Tuesday, December 24, 2013

Want $2.00 gasoline? Drive a more efficient car and it will happen.


As we navigate our way through the holiday season, those of us who have many local family members to visit have noticed that gasoline prices have climbed back up to challenge peak prices from 1918, 1981 and 2008.  Although this year's average price falls just shy of last years, 2012 and 2013 show us that even slight economic recovery will lead to greater demand for gasoline and therefore, higher prices.  Looking at the last five years, one lesson stands out...

If we want to keep prices low, keep demand low.

It will seem like a bit of an illogical statement to some, but prices have nothing to do with costs.  In a rational market, prices have everything to do with two qualities: the availability of something, and the desire of people to purchase it.  Why do gas stations hike prices around Memorial Day, Labor Day, Thanksgiving, and Christmas?  Because we want more of it.  When we "have to" buy it, retailers charge more.  Over the course of the Great Recession, as world demand for commodities plummeted, the price at the pump dropped precipitously.  Those who payed attention to last year's presidential campaign surely noted the hub-bub about the increase in gasoline prices from the start of President Obama's first term to the prices around the election.  That drop came directly from a sharp change in the demand relative to the supply.

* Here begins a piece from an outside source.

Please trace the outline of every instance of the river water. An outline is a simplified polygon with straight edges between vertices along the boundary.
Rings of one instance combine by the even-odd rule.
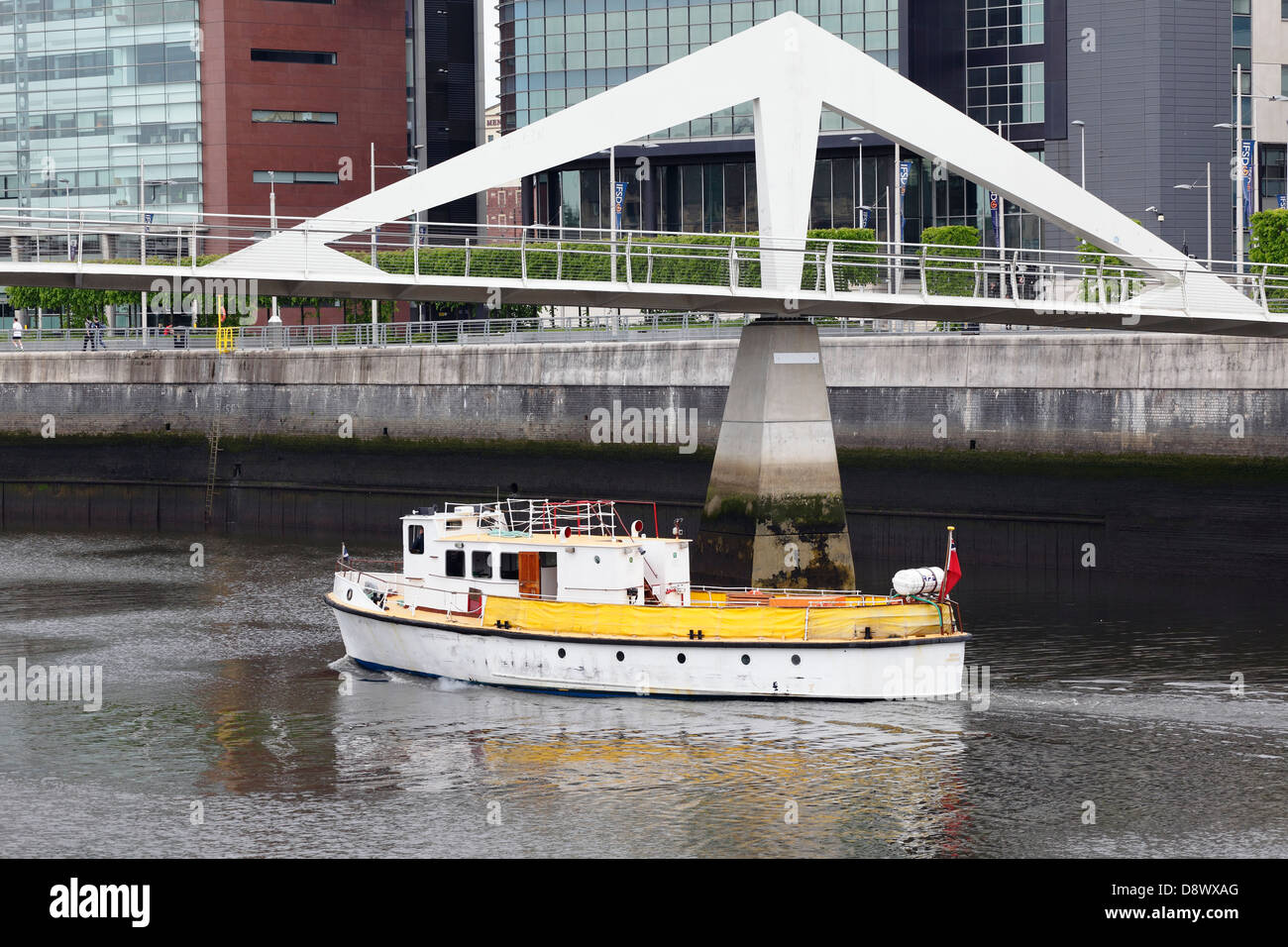
[[[357,669],[335,551],[0,533],[0,665],[103,671],[0,702],[0,856],[1288,854],[1269,591],[967,558],[987,701],[577,698]]]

Understanding this balance holds a key to the power of energy efficiency in both affecting our pocketbook and reshaping the role of energy.  Most of us think of energy efficiency as "doing without" in order to save money.  The real role of energy efficiency is to deliver the same level of service to which we are used, but with a lower input of energy.  As a recent post by Sarah Laskow in Grist points out, most of us drive fewer than 60 miles a day, with four passengers or fewer, without hauling, and have access to a space that can accommodate a charging outlet.  For this forty percent of the US driving population, a plug-in hybrid (or even a standard electric vehicle) will supply all of the driving services they need.  Since plug-in hybrids get two to three times the gas mileage of these standard vehicle, this would, in turn, drop the overall demand for gasoline by as much as twenty-five percent.  All of this reduction would come without a change in the service provided to the household.

To put this in perspective, a drop of about seven-to-ten percent during the recession caused prices at the pump to drop by about forty percent.  Although those nations that control the supply of oil would respond by dropping supply to keep prices higher, the cycle of continually reducing supply to meet dropping demand has long-term implications for the development and exploration of new reserves.  This is where costs do have an impact.  If the price to develop new sources of fossil energy cost more than a company can get paid to do the work, they will not pursue them.  Most environmentalists want prices to stay high in order to drive the cost of fossil energy to a point competitive with newer, clean energy technology.  Economically speaking, we want to keep prices low so that new reserves remain uneconomical to tap.  Wind and even solar technologies have already shown cost-competitiveness with fossil fuel sources, and that curve will only continue to bend in their favor.  For now, we should all look for changes we can make that do not affect our quality of life, but only the amount of resources needed to supply services to us.  Timers on lights, CFL or LED light bulbs, plug-in hybrids when purchasing a new vehicle, Energy Star appliances...these all do everything we want them to do but with lower energy usage.

And really, is it that hard to turn out the lights when you leave a room?